Whilst current aircraft have this trade-off of reducing noise, which can increase weight and drag and bring down efficiency, their design decreased fuel burn by 20 per cent and noise by a substantial 25dB. This is defined as background noise, undetectable in ambient daytime urban conditions. Even more fuel could be saved, she says, if the noise was only reduced by 10dB.
Another application of her research is gas-fuelled power stations. Targets to reduce harmful gases like nitrous oxides are causing power stations to operate on the verge of instability. Low emission targets can be achieved by burning lean with a high ratio of air to fuel, but then the combustion is very susceptible to instability. "The large pressure oscillations can be so intense that they break the gas turbines in the power stations."

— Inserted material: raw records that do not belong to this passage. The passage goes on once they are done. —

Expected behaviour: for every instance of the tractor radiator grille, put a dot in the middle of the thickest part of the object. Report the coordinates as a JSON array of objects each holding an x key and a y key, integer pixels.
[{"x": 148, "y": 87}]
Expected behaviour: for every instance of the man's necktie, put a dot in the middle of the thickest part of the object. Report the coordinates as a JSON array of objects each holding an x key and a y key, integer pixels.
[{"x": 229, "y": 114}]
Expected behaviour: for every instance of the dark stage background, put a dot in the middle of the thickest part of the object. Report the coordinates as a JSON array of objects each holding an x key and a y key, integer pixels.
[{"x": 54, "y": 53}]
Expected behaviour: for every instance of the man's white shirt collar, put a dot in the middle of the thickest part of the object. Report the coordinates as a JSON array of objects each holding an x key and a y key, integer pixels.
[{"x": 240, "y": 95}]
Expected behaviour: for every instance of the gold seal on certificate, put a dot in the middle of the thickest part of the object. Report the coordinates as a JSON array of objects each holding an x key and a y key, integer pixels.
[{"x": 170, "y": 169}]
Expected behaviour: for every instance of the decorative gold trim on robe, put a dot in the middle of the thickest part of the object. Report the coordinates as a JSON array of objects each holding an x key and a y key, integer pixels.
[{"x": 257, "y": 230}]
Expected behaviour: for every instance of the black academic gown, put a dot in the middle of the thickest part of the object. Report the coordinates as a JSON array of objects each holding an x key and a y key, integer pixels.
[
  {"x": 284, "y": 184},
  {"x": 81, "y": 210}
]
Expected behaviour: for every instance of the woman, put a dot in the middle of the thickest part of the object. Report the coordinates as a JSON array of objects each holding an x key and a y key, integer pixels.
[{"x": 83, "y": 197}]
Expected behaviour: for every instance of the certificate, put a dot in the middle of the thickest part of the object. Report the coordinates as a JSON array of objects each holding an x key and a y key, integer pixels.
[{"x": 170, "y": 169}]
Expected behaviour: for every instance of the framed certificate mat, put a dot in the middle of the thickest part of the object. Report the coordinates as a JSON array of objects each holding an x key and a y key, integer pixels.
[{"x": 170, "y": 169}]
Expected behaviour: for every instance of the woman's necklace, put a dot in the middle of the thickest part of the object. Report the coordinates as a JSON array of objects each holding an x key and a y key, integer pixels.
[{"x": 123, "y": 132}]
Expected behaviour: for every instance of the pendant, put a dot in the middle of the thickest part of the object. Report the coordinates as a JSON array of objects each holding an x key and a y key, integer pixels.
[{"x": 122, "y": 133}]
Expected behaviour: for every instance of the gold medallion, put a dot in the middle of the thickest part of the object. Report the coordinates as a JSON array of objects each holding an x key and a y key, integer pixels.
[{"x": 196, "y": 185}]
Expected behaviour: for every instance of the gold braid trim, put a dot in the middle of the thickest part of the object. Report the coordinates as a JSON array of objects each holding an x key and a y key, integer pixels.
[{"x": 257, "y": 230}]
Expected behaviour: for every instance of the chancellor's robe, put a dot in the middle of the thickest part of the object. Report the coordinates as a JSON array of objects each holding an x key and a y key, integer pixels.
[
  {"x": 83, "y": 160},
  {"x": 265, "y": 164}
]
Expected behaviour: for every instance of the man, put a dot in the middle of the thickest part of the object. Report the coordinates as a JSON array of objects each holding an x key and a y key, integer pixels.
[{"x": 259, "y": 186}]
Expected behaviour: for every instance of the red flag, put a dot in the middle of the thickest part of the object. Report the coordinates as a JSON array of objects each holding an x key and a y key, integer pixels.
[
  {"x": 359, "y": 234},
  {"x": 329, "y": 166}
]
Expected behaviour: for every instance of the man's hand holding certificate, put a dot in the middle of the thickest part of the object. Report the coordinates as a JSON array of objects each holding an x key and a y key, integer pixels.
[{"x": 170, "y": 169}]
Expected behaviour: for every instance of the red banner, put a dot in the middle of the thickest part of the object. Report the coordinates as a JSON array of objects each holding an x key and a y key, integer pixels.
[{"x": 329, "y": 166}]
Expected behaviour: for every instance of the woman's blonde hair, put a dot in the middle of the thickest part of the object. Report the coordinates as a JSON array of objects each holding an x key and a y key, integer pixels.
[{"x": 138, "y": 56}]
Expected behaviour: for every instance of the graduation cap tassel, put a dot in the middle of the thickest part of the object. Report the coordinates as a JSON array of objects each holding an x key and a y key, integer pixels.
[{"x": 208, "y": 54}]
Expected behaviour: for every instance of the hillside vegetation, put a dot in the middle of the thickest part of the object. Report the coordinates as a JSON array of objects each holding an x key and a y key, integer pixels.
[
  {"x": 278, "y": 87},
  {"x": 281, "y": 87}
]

Historically, unstable combustion has happened in energy-intensive combustors like rockets and afterburners of jet engines. Dowling and her team are on the case. "We have worked on models predicting when those instabilities would happen and how they can be avoided. This can be through the way you mix the fuel and air or by increasing absorption of acoustic energy. We have also used feedback control to achieve stability. This is when you drive the fuel unsteadily to produce fluctuations in the combustion rate in anti-phase with those occurring naturally." By demonstrating on a simple combustor in the lab and then working with Rolls-Royce on a jet engine they got "active control of the instability" and eliminated the oscillations.
Despite the enormity and importance of these projects, the shortfall in British engineers is huge. Dowling often gives talks in schools, but the message is still not getting across. In particular, it's not getting across to her own sex.
The feedstock of girls reading engineering at university is around 17 per cent, Dowling thinks. Why? The perceived lack of social relevance and flexible working hours perhaps? "Nothing could be further from the truth," protests Dowling. "Every engineering project is about making something that someone wants. It is very creative."
However, Dowling says her department has a higher percentage of female engineers than elsewhere. Could this have something to do with herself as figurehead? "I don't think I can claim that." Instead, she puts it down to offering a broad strand of engineering. However, later on she concedes that it's always useful to see someone active in your field and doing well.